The song has since been certified platinum by the Recording Industry Association of America (RIAA). A music video for the song was released on October 28, 2015. Daya performed a mashup of the song live at the 2016 Radio Disney Music Awards with Kelsea Ballerini.

==Background==
"Hide Away" was released through Artbeatz, Z Entertainment, and RED Distribution on April 22, 2015. It was written by Gino Barletta, Brett McLaughlin, Britten Newbill, Grace Tandon and Scott Bruzenak. it was also produced by Bruzenak.

==Composition==
Musically, "Hide Away" is composed in the key of D major, with a tempo of 95 beats per minute. It is set in common time.

==Critical reception==
Billboards Jason Lipshutz featured the single on his list "Pop Playlist Summer 2015: 15 Awesome Songs You Might Have Missed", labelling it "a gorgeous debut".

==Chart performance==
"Hide Away" made its first chart appearance on the week ending September 12, 2015, debuting at number 10 on the Pop Digital Songs chart. The next week, it entered the Bubbling Under Hot 100 Singles chart. It stayed there for two weeks, peaking at number 3 on the second week of the chart. On the week ending October 3, 2015, the song debuted on the Billboard Hot 100 at number 97, peaking at number 23 on March 12, 2016.
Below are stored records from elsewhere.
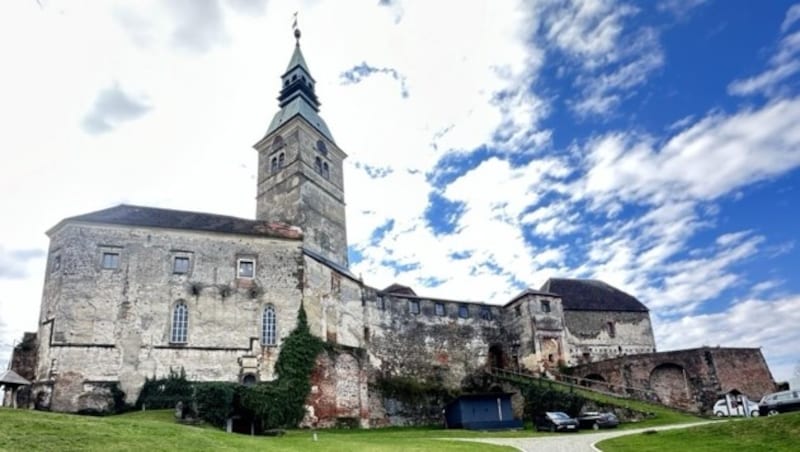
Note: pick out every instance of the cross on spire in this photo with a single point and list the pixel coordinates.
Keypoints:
(296, 30)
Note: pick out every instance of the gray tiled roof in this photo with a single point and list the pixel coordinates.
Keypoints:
(592, 295)
(128, 215)
(300, 106)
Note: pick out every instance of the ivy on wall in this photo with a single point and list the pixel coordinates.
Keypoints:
(279, 403)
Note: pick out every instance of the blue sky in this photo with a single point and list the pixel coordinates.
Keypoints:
(653, 145)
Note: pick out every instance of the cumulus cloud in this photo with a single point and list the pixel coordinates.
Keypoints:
(709, 159)
(752, 322)
(111, 108)
(610, 57)
(359, 72)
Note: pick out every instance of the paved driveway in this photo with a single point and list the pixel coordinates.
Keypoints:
(570, 442)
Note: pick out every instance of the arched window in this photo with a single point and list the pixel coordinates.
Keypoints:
(180, 323)
(268, 326)
(277, 143)
(322, 148)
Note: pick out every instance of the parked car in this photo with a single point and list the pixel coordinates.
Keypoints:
(556, 421)
(779, 402)
(596, 420)
(721, 408)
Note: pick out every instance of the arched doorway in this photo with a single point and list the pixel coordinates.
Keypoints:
(668, 381)
(594, 381)
(497, 358)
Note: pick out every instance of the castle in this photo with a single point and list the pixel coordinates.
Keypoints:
(132, 292)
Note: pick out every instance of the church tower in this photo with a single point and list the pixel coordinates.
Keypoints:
(300, 167)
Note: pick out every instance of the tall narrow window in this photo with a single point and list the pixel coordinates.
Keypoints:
(246, 268)
(110, 260)
(56, 265)
(180, 324)
(268, 327)
(180, 265)
(277, 143)
(321, 148)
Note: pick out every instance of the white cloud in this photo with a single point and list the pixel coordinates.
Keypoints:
(707, 160)
(112, 107)
(767, 323)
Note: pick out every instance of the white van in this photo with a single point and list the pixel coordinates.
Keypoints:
(721, 408)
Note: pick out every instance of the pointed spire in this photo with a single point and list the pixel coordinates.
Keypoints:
(297, 95)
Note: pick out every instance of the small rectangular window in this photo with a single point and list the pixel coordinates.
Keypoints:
(56, 266)
(110, 260)
(180, 265)
(246, 268)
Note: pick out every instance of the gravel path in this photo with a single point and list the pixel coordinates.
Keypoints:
(570, 442)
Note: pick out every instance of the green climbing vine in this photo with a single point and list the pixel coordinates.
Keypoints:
(281, 403)
(274, 404)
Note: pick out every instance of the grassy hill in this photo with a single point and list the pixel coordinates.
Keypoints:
(156, 431)
(774, 433)
(661, 415)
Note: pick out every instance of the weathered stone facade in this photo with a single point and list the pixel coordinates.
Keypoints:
(689, 379)
(133, 292)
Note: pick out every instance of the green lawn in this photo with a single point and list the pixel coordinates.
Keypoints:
(156, 431)
(775, 433)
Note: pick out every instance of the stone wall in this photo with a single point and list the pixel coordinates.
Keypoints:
(687, 379)
(444, 346)
(23, 357)
(598, 335)
(297, 194)
(101, 324)
(339, 390)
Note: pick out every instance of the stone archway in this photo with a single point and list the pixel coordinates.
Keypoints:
(668, 381)
(594, 381)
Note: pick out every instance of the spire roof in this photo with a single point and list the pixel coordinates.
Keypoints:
(297, 60)
(297, 96)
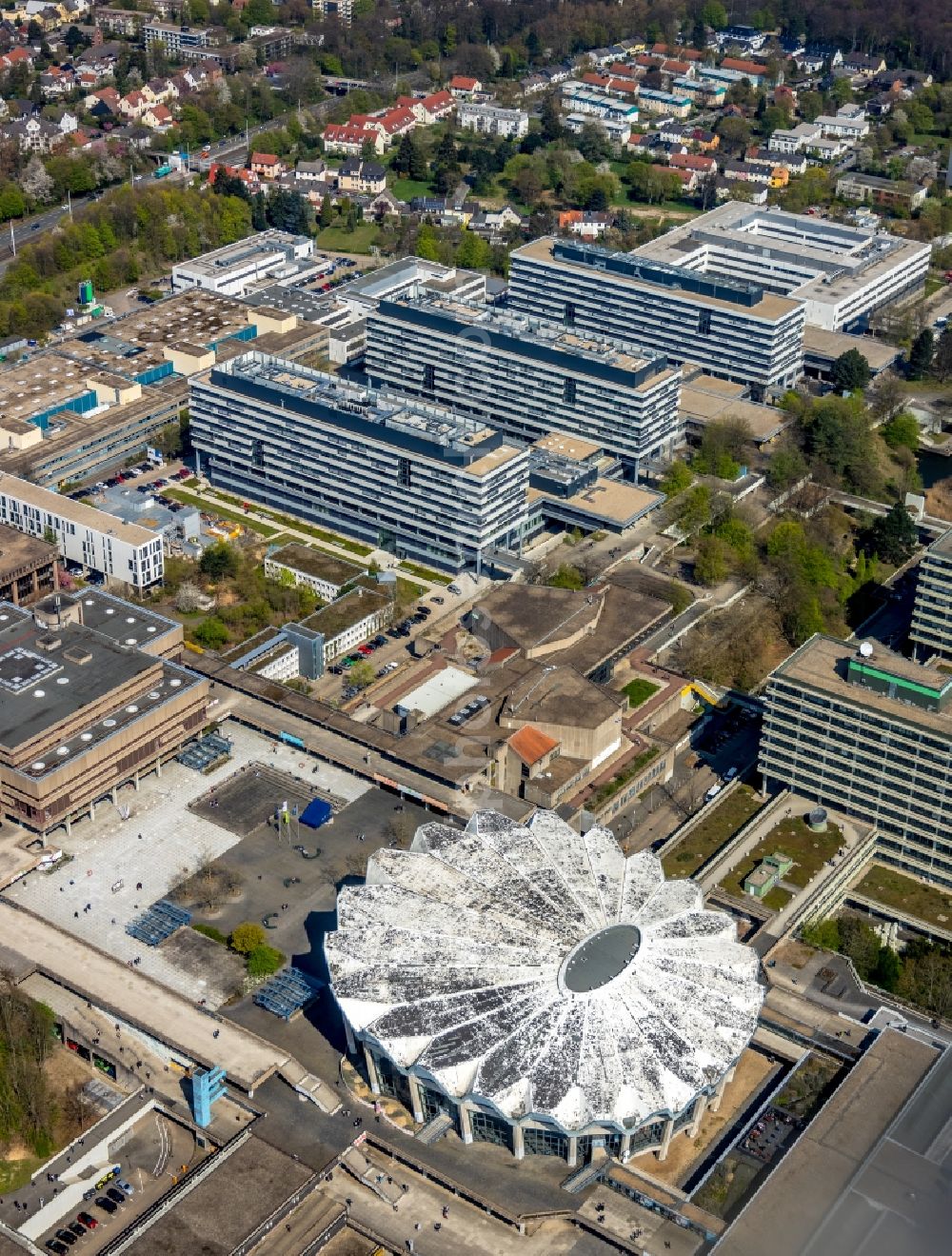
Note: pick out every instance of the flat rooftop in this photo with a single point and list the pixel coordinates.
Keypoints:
(75, 511)
(262, 247)
(318, 563)
(681, 283)
(19, 550)
(701, 405)
(819, 343)
(388, 413)
(531, 337)
(40, 383)
(870, 1173)
(832, 259)
(822, 662)
(349, 609)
Shortly after the song went viral on the app TikTok in April 2024, 9 years after the songs initial release, the song re-entered the Ireland charts at a new peak of #32; and also entered the Global 200 chart at #198.

==Music video==
A music video for the song was released on October 28, 2015. The video features a bunch of overprotective fathers who banded together to kidnap a boy who Daya goes on dates with. Daya is confused to why her date disappears one day at the bowling alley, until she comes home from a pool party arranged by her friends to get her mind off her date, she sees her date run out of her house followed by Daya's father running behind him. Daya scolds her father for kidnapping him.

==Live performance==
On May 1, 2016, Daya performed the song at the 2016 Radio Disney Music Awards with Kelsea Ballerini as a mashup with her song "Peter Pan".

==Charts==

=== Weekly charts ===

2015–2016 weekly chart performance for "Hide Away"
| Chart (2015–2016) | Peak position |
|---|---|
| Australia (ARIA) | 6 |
| Austria (Ö3 Austria Top 40) | 45 |
| Belgium (Ultratop 50 Flanders) | 35 |
| Belgium (Ultratip Bubbling Under Wallonia) | 15 |
| Canada Hot 100 (Billboard) | 18 |
| Germany (GfK) | 44 |
| Ireland (IRMA) | 57 |
| Italy (FIMI) | 95 |
| Netherlands (Single Top 100) | 48 |
| New Zealand (Recorded Music NZ) | 15 |
| Norway (VG-lista) | 29 |
| Slovakia Singles Digital (ČNS IFPI) | 25 |
| Sweden (Sverigetopplistan) | 55 |
| Switzerland (Schweizer Hitparade) | 55 |
| UK Indie (OCC) | 6 |
| US Billboard Hot 100 | 23 |
| US Adult Pop Airplay (Billboard) | 16 |
| US Dance/Mix Show Airplay (Billboard) | 20 |
| US Pop Airplay (Billboard) | 7 |

2024 weekly chart performance for "Hide Away"
| Chart (2024) | Peak position |
|---|---|
| Global 200 (Billboard) | 151 |
| Ireland (IRMA) | 27 |

===Year-end charts===

Year-end chart performance for "Hide Away"
| Chart (2016) | Position |
|---|---|
| Australia (ARIA) | 55 |
| Canada (Canadian Hot 100) | 69 |
| US Billboard Hot 100 | 84 |
| US Mainstream Top 40 (Billboard) | 36 |

==Certifications==

Certifications for "Hide Away"
| Region | Certification | Certified units/sales |
| Australia (ARIA) | Platinum | 70,000^{‡} |
| Canada (Music Canada) | Platinum | 80,000^{*} |
| Denmark (IFPI Danmark) | Gold | 45,000^{‡} |
| Germany (BVMI) | Gold | 300,000^{‡} |
| Italy (FIMI) | Gold | 25,000^{‡} |
| New Zealand (RMNZ) | 3× Platinum | 90,000^{‡} |
| Sweden (GLF) | Platinum | 40,000^{‡} |
| United Kingdom (BPI) | Gold | 400,000^{‡} |
| United States (RIAA) | 2× Platinum | 2,000,000^{‡} |
^{*} Sales figures based on certification alone. ^{‡} Sales+streaming figures based on certification alone.